After waiting in line for five minutes while the guy in front of me carefully selected his Powerball numbers by hand -- because using six non-randomly selected numbers dramatically increases your chance of matching the ping-pong-balls than six computer-selected numbers -- I handed the lady a twenty for my $6.87 purchase. She gave me back $13.10.
I stared at the palm of my hand for a minute, confused. I looked again at the register. Yes, the price was $6.87. I looked back at my hand.
Jamie: It's $6.87, right?
Clerk: Right.
Jamie: (Confused) The change is $13.13.
Clerk: Right. $13.13.
Jamie: Umm. OK. Maybe I'm missing something. This is ten cents.
Clerk: Yeah?
Jamie: Do you see the problem here?
Clerk: No.
Jamie: Umm... how can I make this any more clear? I would actually like ALL the change. This is 10 cents, not 13 cents.
Clerk: (Finally appearing to understand) Oh, ok.. umm...

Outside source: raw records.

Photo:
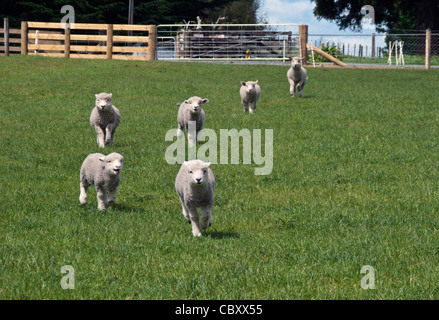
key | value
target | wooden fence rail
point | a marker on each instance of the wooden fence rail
(88, 41)
(9, 45)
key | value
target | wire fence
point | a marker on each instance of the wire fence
(399, 48)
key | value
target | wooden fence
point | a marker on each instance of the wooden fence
(88, 41)
(9, 40)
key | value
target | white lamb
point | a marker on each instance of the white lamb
(250, 92)
(102, 172)
(195, 185)
(191, 110)
(104, 119)
(297, 76)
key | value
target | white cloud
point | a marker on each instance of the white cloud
(284, 11)
(298, 11)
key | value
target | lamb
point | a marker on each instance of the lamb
(297, 76)
(250, 92)
(104, 173)
(191, 110)
(195, 185)
(104, 119)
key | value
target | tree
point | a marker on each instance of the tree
(389, 14)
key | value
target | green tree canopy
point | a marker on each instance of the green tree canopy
(145, 11)
(389, 14)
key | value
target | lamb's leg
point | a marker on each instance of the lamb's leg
(292, 88)
(109, 134)
(192, 139)
(252, 107)
(102, 199)
(101, 136)
(195, 221)
(83, 186)
(245, 106)
(112, 195)
(206, 217)
(180, 133)
(301, 85)
(185, 211)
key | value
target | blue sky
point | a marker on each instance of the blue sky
(298, 11)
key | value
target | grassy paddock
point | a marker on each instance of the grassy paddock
(354, 183)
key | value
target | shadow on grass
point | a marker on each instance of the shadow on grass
(222, 235)
(121, 207)
(88, 209)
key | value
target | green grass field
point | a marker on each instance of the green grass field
(408, 60)
(354, 183)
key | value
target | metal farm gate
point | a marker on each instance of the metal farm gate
(227, 41)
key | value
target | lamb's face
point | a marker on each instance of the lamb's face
(103, 101)
(250, 86)
(296, 63)
(196, 104)
(113, 163)
(197, 171)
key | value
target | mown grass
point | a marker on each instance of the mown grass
(354, 183)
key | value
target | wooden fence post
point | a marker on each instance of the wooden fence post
(373, 45)
(152, 42)
(67, 41)
(427, 48)
(24, 37)
(6, 25)
(303, 40)
(109, 41)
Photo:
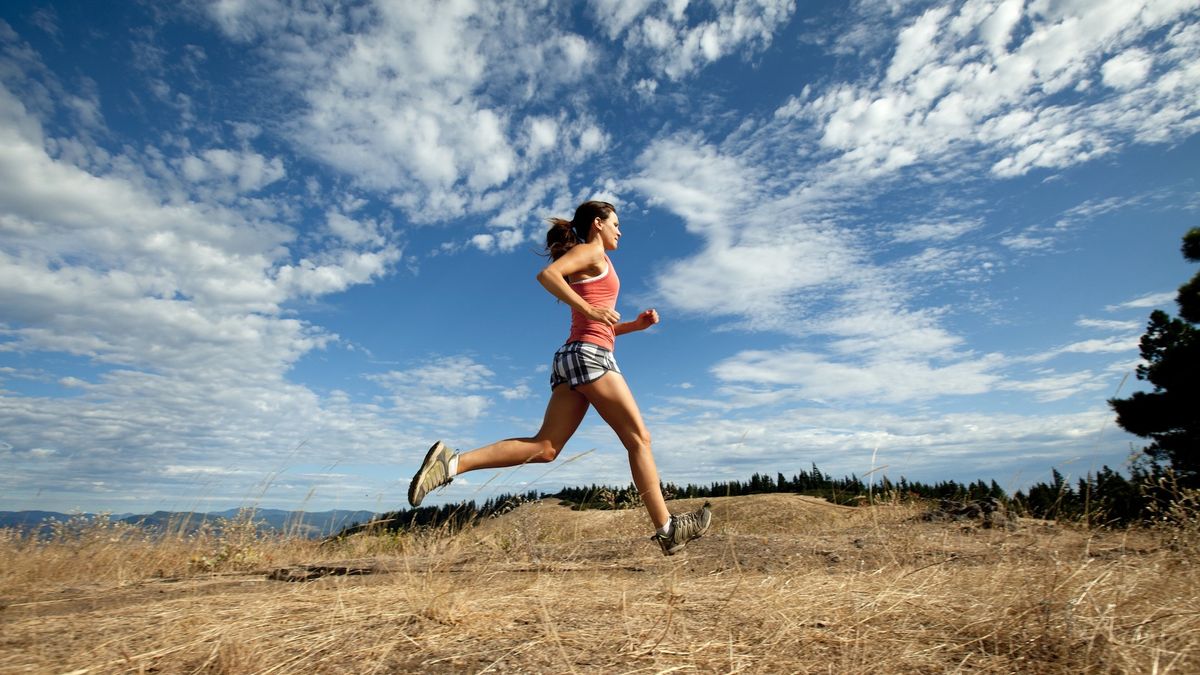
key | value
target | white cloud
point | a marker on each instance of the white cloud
(942, 93)
(423, 102)
(885, 381)
(1127, 69)
(1109, 324)
(443, 393)
(1149, 300)
(939, 231)
(675, 47)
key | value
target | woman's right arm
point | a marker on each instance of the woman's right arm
(553, 279)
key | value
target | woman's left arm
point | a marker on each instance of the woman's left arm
(643, 321)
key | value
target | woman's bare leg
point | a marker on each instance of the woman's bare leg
(615, 402)
(563, 416)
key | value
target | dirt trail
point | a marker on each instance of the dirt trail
(781, 583)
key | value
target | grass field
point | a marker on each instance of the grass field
(780, 584)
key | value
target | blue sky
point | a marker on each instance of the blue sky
(257, 251)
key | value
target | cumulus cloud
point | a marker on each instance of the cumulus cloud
(420, 101)
(942, 93)
(443, 393)
(676, 46)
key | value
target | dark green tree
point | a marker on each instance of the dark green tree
(1170, 413)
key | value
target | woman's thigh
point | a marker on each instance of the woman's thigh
(613, 400)
(564, 412)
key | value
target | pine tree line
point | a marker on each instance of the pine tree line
(1104, 499)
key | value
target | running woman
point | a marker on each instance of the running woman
(583, 374)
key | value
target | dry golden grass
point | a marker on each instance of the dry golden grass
(780, 584)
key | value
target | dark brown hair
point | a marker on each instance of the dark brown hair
(564, 234)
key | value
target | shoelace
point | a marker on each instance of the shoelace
(688, 520)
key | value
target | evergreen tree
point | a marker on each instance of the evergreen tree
(1170, 414)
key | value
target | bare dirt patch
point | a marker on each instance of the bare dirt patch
(780, 584)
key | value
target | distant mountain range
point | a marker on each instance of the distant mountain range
(304, 524)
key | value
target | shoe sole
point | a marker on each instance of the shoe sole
(699, 535)
(424, 471)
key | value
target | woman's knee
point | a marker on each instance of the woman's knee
(637, 441)
(546, 452)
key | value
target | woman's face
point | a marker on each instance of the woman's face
(610, 231)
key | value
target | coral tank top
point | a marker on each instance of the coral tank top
(599, 292)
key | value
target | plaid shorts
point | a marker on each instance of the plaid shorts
(580, 363)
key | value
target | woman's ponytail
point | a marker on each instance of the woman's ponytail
(564, 234)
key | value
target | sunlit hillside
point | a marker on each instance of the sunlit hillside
(781, 583)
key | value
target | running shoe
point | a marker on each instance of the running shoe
(435, 472)
(684, 529)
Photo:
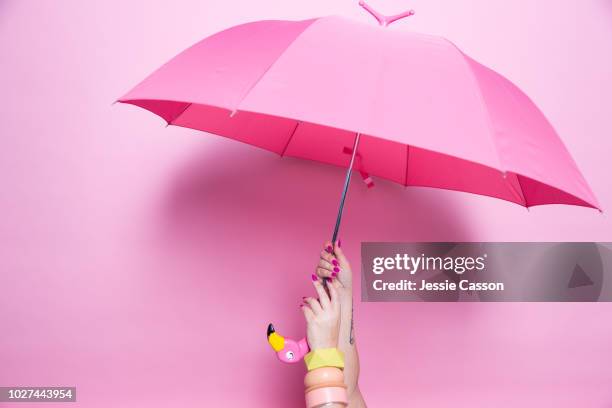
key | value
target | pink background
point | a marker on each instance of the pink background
(142, 264)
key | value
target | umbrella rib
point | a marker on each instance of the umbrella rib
(269, 67)
(407, 161)
(518, 193)
(518, 180)
(180, 114)
(297, 123)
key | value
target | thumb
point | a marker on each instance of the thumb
(340, 254)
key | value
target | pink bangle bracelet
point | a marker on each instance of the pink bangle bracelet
(323, 396)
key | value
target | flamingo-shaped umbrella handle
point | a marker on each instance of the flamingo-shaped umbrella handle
(287, 350)
(382, 19)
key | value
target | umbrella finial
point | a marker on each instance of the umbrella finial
(382, 19)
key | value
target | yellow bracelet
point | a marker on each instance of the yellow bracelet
(324, 358)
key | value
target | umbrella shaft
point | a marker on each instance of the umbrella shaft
(347, 181)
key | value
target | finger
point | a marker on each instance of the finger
(329, 257)
(324, 273)
(340, 254)
(313, 304)
(336, 283)
(326, 265)
(308, 314)
(323, 297)
(333, 295)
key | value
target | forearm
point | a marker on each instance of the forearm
(348, 345)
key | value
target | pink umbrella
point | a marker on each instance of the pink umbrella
(407, 107)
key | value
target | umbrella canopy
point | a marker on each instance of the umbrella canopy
(427, 114)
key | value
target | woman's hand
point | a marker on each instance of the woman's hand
(334, 265)
(322, 317)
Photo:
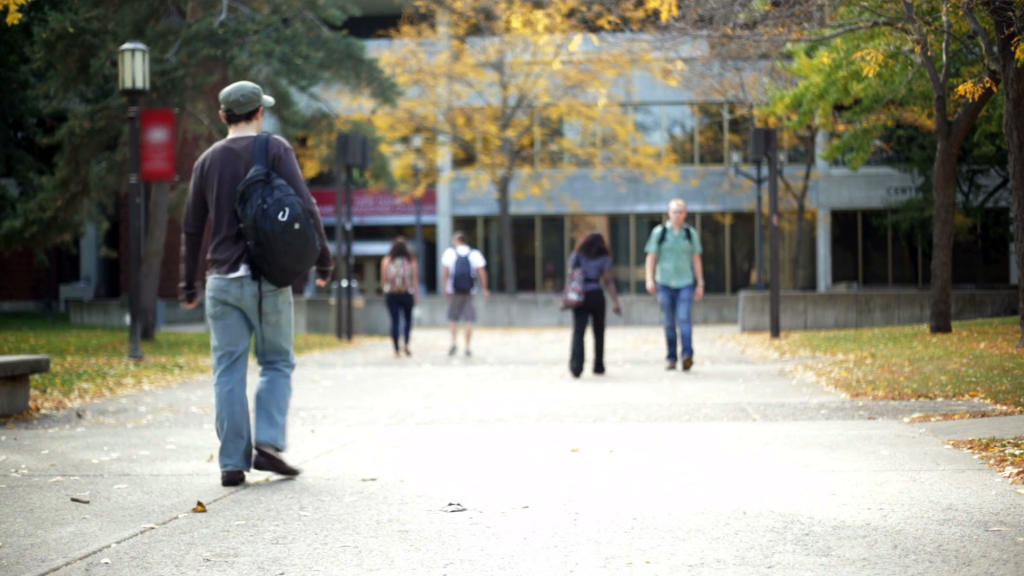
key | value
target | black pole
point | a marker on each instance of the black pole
(776, 277)
(420, 250)
(349, 256)
(339, 244)
(135, 214)
(759, 233)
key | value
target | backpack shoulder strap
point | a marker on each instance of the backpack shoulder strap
(260, 151)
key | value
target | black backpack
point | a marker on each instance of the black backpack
(665, 232)
(462, 277)
(281, 240)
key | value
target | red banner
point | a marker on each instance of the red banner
(159, 146)
(375, 205)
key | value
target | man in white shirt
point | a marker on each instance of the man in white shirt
(462, 265)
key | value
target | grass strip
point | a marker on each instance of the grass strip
(1005, 455)
(977, 361)
(89, 363)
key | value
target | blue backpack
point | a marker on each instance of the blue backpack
(462, 277)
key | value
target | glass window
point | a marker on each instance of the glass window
(876, 237)
(645, 224)
(994, 245)
(578, 136)
(648, 123)
(680, 127)
(619, 243)
(553, 253)
(713, 241)
(741, 244)
(467, 227)
(740, 124)
(492, 248)
(525, 253)
(844, 246)
(712, 140)
(904, 260)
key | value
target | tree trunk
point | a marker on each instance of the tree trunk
(944, 188)
(1005, 15)
(799, 244)
(1013, 127)
(153, 256)
(508, 251)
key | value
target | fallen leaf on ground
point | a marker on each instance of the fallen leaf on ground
(1006, 455)
(454, 507)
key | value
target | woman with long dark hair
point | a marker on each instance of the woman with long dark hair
(592, 255)
(399, 276)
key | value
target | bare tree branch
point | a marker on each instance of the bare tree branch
(223, 13)
(992, 59)
(947, 26)
(927, 58)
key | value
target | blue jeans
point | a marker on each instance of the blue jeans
(676, 305)
(231, 309)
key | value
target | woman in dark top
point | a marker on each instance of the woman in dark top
(593, 257)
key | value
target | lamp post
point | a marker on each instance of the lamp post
(758, 234)
(133, 80)
(418, 200)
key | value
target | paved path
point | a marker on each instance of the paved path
(730, 469)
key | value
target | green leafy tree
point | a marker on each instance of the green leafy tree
(292, 47)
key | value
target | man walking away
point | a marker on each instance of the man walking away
(675, 274)
(238, 306)
(461, 265)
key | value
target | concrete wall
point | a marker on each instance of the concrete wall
(809, 311)
(371, 316)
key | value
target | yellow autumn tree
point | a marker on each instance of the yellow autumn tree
(521, 93)
(13, 10)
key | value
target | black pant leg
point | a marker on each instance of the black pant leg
(580, 318)
(407, 312)
(393, 312)
(598, 309)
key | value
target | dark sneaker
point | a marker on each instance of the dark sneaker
(269, 461)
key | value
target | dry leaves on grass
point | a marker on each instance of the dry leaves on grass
(89, 363)
(966, 415)
(978, 361)
(1003, 454)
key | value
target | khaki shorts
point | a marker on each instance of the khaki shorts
(461, 309)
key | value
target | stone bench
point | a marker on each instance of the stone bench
(14, 372)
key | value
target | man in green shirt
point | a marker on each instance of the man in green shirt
(675, 275)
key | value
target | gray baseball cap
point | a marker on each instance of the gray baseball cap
(244, 96)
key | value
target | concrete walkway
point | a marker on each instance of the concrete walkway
(730, 469)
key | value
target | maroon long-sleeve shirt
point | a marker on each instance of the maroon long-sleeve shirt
(212, 196)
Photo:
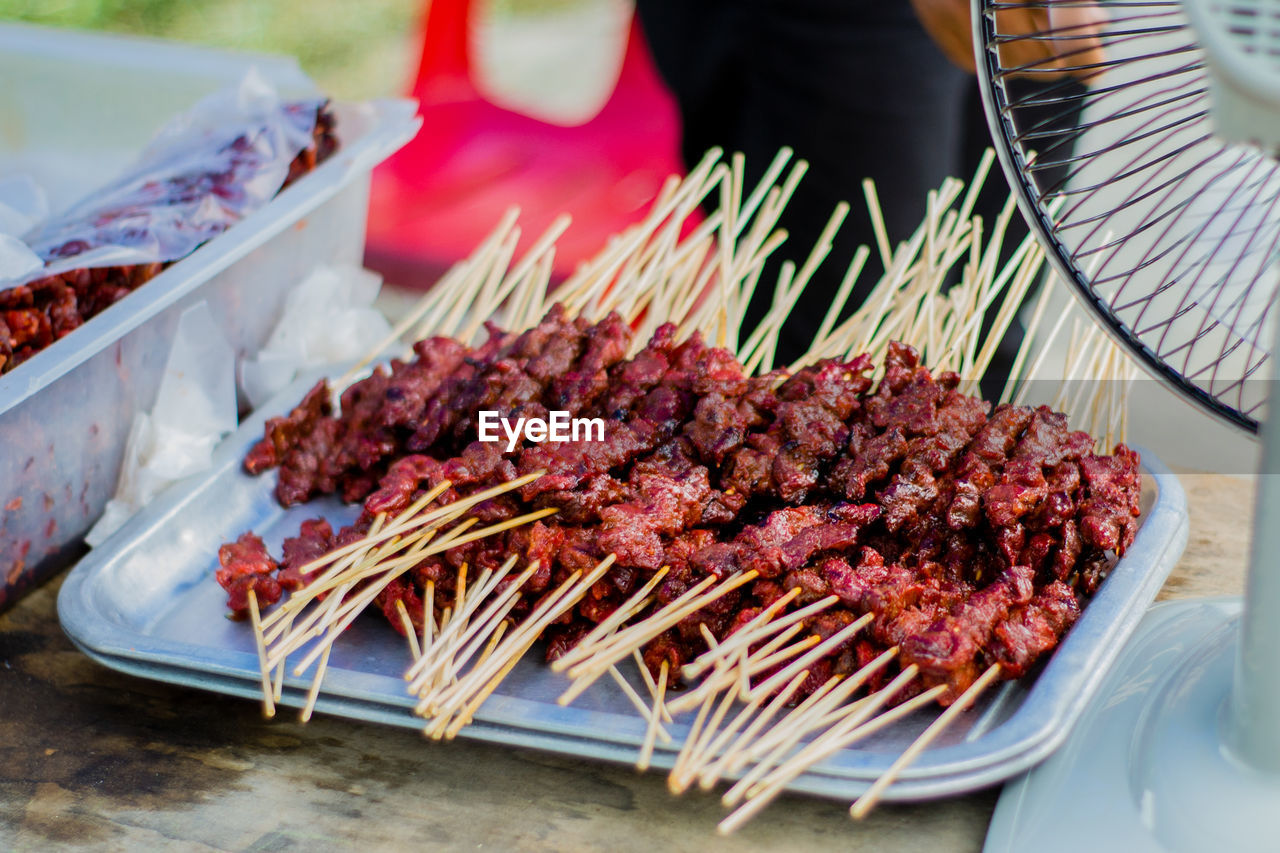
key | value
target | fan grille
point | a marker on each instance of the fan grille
(1169, 235)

I don't really care about the 3 cents, of course. In fact I despise pennies, and usually leave them in the penny tray. This is about principle. About the idea that someone thinks it perfectly fine to shortchange ANY amount of money, and not only that, when called out on it, doesn't really even see the problem. And if it had been one or two cents, I might not have said something, since at least that's rounding in the right direction. But rounding down - when the closest nickel is up - is being given the finger.
As it turns out, she doesn't actually have any pennies in the cash register. Which I suppose was her reason for shortchanging in the first place. So the incident finally ends with the cashier getting my three cents... by raiding the charity jar. Classy.
1 comment:
The real question: what cheap-ass puts PENNIES in a charity jar? At least huck a nickel in there.